村の皆はその恐怖から、言い伝えを守り続けている。

「本当にフカヅメ様なんているの?」

5月1日 朝9時
今年で中学1年生になるたかしは おじいちゃんに尋ねた。

「そんなもん、見てみんとわからんが、見たときが最後じゃ。全部の指を深爪にされるど。」

たかしは怪訝そうな顔でゆっくり自分の爪を眺めたあと、顔を上げてこう言った。
「最悪別によくない?」

「馬鹿者!!」パンッ
おじいちゃんが声を張り上げ、たかしを殴った。
家族全員が静まり返った。
普段は温厚なおじいちゃんが孫に手を上げるなんて。

すると横にいたおばあちゃんがおじいちゃんを制止し、一息ついてから真剣な顔でこう言った。
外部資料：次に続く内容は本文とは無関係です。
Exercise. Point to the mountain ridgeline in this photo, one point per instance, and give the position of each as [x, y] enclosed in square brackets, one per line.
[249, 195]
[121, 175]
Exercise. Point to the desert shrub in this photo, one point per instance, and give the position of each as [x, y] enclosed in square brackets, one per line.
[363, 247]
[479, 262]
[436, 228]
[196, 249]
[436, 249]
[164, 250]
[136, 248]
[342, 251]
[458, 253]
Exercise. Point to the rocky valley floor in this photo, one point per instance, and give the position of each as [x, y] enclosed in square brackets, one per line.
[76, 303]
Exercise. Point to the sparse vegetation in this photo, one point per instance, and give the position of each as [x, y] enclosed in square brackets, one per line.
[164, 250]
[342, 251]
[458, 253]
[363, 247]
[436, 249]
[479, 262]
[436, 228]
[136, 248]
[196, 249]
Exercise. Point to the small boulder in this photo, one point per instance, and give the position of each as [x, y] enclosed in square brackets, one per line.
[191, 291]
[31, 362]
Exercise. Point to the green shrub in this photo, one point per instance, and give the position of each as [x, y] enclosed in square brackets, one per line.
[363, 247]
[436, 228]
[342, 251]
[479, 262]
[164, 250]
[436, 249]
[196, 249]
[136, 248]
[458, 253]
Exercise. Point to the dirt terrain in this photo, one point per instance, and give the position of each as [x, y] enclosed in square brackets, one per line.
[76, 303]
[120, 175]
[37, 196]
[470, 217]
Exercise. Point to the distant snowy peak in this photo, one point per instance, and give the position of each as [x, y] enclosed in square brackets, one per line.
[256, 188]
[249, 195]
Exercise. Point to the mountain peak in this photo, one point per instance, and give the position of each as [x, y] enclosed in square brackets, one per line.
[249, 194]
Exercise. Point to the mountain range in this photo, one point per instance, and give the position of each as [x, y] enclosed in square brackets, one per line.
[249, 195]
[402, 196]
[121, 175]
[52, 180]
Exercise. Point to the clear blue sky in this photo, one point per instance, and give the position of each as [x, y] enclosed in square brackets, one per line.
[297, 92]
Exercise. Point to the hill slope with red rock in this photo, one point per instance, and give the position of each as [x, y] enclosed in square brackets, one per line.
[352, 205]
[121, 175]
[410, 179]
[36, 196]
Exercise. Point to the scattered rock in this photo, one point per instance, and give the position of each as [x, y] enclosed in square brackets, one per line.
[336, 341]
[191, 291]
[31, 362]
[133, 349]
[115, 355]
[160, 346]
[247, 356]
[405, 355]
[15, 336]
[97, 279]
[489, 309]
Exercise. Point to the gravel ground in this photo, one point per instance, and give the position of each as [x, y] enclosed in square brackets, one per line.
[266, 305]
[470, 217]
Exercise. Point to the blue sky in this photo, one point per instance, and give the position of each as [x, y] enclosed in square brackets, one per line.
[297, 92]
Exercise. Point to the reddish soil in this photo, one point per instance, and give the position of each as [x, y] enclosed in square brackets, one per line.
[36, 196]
「たかし、深爪を舐めてはいかん。深爪はシャンプーする時とか 大きめの石とか持つ時とかにけっこう痛い」

(大きめの石とか持つ時とか…?)

たかしは先程より怪訝そうな顔で、おばあちゃんとおじいちゃんを睨むように見た。

おばあちゃんは続けた。
「それに、言い伝えによるとフカヅメ様が使う爪切りはちゃんとしたやつじゃのうて、なんかローカルなビジネスホテルのロゴみたいなんが入ったちゃちぃやつなんじゃ。そんな爪切りで全部の指を深爪にされてみぃ。最悪死ぬど。」

たかしは、内容どうこうより おばあちゃんが「ちゃちぃ」とか言うことにけっこう引いた。
そして一応「深爪 死ぬ」で検索した。

その後たかしは思った。

(馬鹿馬鹿しい言い伝えだ。今年は外に出てフカヅメ様なんていないことを証明して、この変な風習を終わりにしてやる。だいたい江戸時代からの言い伝えなのにビジネスホテルのロゴ入りの爪切りってどういうことだろう?あと「大きめの石とか持つ時とか」がすっごいひっかかるなぁ)

たかしの複雑な表情を見た母は嫌な予感がして、思わず声をかけた。

「たかし、今日は必ず夜の10時まで家の中でおとなしくしておくのよ。『大きめの石とか持つ時とか』は私もずっとひっかかるわ。でも、もう忘れなさい」

「…はーい」
(さすが母さん、全てお見通しだ…)



朝10時
村全体に生ぬるい風が吹き抜け、さっきまで晴れていた空が真っ黒な雲で覆われた。
外は一瞬にして薄暗くなり、まるでフカヅメ様を招き入れるかのような不気味な空気に包まれた。